"You have got to be kidding me."
"I hate endings." More foreshadowing no doubt.
"He went to get coffee and ended up in a book. How did that happen?" "We're in New York."
"What was that?" "1938. We just bounced off it."
Rory's headstone. That's not just foreshadowing, that's labouring the point.
"Melody Malone. The detective who investigates angels."
"Get your wrist out without breaking it." "How?" "I don't know. Just do it. Change the future!"
"You changed the future!" "It's called 'marriage', honey."
"... I'm sorry, Rory, but you just died."
"What have we got?" "I won't let them take him. That's what we've got."
"I always wanted to visit the Statue of Liberty. I guess she got impatient."
This is the first Moffat-scripted episode for a while and it shows that he's been saving up the good stuff. The Statue-of-Liberty-as-an-angel is going to be one of the iconic Who images for a while now... And of course, with this whole what-bears-the-image-of-an-angel-becomes-a
Rory and Amy's leaving of the show was well played too. In particular that it was Amy's choice to leave and that it's strongly hinted that Amy and Rory keep living on their own terms in the future (for values of 'future' which probably begin some time around 1890).
In fact about the only wrong note tonight was that those blasted cigarette ads are back again.
... And in a much delayed afterthought, something makes me think that this story is going to have repercussions, even though Amy and Rory won't be around to be troubled by it.

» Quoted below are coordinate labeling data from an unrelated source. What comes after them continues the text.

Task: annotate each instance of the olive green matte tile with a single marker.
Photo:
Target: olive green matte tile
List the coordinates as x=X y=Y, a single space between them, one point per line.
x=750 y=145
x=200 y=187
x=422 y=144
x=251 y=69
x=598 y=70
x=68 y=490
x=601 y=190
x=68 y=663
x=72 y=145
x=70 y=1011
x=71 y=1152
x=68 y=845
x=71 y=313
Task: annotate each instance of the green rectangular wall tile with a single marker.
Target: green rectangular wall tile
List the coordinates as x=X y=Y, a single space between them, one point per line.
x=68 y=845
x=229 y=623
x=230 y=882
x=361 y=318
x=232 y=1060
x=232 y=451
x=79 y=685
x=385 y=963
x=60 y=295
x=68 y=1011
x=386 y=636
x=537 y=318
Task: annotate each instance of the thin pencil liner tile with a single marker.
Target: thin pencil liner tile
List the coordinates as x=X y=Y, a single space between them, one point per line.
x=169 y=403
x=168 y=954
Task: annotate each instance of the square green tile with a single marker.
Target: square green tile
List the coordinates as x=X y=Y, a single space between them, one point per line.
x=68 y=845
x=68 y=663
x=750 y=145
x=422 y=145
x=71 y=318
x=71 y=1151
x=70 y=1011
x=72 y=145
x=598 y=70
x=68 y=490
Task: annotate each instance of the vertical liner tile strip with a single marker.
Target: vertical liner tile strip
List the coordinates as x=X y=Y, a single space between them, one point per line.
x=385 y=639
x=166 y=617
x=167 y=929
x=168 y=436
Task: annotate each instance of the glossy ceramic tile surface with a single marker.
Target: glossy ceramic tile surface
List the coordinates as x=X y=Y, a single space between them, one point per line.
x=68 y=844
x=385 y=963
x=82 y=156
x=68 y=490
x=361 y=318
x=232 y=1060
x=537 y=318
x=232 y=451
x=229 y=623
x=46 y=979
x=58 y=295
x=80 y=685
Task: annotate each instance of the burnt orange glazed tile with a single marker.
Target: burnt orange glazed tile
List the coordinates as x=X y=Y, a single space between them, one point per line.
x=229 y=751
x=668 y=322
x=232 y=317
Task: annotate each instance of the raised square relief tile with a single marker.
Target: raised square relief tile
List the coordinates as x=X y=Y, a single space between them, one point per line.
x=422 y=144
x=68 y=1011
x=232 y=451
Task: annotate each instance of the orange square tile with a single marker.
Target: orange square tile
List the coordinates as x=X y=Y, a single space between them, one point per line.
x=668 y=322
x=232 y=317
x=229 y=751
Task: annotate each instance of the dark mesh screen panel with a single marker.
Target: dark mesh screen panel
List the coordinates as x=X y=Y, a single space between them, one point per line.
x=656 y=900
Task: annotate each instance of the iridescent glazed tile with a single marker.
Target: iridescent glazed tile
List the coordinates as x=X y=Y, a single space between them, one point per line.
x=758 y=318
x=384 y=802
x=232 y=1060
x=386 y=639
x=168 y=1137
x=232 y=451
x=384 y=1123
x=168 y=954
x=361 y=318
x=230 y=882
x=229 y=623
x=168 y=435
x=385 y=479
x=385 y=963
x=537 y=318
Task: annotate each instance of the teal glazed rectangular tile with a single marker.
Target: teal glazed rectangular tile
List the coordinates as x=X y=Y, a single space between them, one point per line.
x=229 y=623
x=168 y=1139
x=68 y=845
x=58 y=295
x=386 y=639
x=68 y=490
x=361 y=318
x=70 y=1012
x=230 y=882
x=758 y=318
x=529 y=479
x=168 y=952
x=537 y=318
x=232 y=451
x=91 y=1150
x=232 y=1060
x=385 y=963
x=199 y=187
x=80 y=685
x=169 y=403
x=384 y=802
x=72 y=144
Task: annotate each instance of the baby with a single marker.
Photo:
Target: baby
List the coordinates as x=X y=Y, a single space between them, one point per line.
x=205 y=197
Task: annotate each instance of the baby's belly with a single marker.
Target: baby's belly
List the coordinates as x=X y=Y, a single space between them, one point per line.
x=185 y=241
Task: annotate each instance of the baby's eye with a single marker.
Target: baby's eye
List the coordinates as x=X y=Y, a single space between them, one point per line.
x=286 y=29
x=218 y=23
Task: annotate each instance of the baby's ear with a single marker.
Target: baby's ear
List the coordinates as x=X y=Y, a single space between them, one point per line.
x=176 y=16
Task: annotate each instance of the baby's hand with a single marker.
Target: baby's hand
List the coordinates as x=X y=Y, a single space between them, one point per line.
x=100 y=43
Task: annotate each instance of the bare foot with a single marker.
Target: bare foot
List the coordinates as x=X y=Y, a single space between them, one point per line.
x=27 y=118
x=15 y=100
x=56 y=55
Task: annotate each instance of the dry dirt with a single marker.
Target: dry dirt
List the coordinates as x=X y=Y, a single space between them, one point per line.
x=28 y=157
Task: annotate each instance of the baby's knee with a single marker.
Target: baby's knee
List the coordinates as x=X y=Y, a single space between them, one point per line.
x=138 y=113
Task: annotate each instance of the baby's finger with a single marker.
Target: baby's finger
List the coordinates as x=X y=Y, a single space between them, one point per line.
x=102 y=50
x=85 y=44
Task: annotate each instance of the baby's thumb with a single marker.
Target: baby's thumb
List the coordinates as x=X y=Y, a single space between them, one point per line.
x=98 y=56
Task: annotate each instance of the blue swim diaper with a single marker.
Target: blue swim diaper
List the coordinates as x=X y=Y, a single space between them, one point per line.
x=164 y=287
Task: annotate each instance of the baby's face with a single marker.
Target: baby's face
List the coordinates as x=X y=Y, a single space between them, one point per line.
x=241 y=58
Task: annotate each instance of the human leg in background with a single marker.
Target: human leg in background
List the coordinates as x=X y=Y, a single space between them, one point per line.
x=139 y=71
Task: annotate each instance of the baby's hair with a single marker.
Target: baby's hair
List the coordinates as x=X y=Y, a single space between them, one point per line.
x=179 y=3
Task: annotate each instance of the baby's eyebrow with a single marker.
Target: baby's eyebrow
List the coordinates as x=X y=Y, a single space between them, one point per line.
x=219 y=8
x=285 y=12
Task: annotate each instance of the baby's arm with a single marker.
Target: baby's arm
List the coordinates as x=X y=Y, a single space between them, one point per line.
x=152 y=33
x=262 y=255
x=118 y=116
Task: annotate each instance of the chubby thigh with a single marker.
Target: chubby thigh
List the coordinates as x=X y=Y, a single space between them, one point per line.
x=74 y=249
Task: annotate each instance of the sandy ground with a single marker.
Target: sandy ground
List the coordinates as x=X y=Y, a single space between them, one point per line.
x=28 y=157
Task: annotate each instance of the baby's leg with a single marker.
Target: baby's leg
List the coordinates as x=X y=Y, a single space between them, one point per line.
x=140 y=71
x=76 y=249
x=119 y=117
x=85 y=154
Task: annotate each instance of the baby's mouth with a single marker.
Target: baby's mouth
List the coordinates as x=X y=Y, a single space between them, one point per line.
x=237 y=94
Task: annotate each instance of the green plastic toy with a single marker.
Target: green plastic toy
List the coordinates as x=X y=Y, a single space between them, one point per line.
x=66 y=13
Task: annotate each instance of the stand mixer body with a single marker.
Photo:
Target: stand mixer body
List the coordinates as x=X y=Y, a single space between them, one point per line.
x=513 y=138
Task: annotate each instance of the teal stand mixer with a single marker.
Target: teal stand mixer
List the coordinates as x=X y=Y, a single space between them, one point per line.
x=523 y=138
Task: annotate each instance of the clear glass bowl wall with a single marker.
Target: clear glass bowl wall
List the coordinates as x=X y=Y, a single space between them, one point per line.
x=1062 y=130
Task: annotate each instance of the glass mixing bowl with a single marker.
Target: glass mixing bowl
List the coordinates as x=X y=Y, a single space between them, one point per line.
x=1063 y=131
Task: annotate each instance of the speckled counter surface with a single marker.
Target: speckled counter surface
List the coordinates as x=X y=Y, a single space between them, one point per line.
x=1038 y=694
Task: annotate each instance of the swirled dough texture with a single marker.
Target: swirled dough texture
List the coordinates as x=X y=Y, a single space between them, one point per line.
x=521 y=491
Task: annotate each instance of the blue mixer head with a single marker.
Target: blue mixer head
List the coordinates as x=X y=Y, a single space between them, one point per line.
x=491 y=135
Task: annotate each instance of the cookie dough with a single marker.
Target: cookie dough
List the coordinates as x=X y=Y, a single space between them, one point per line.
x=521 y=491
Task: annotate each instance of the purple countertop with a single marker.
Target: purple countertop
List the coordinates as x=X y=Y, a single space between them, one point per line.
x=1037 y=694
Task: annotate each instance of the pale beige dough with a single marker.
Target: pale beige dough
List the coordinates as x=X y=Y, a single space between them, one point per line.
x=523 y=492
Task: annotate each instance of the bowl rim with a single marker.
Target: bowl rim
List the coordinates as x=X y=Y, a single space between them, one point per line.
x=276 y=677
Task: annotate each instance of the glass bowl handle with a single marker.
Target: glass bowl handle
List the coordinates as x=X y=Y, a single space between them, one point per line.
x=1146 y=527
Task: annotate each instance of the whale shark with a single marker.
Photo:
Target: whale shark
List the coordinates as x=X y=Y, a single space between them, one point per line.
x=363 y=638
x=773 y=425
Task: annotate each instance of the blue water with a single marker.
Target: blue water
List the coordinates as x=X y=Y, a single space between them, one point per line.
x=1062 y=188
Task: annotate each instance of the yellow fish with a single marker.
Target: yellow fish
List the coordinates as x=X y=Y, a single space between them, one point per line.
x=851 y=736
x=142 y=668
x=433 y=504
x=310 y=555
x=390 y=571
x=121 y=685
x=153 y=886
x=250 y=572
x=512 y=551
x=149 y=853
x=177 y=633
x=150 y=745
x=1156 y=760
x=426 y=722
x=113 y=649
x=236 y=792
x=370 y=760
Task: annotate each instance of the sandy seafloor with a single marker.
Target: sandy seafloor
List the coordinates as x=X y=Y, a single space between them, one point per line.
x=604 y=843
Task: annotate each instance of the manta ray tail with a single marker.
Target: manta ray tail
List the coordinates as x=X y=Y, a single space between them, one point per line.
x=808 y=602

A common theme running through anything in the Doctor Who canon is that time paradoxes are seriously bad mojo. This is why things went so haywire in Father's Day, and why the Monk was much more of a threat than the trickster he seemed to be. So the Doctor (well, Amy and Rory, but you just know the Doctor's going to get blamed for it) is going to have seriously pissed off a lot of Weeping Angels by causing a paradox that imploded their nice little racket.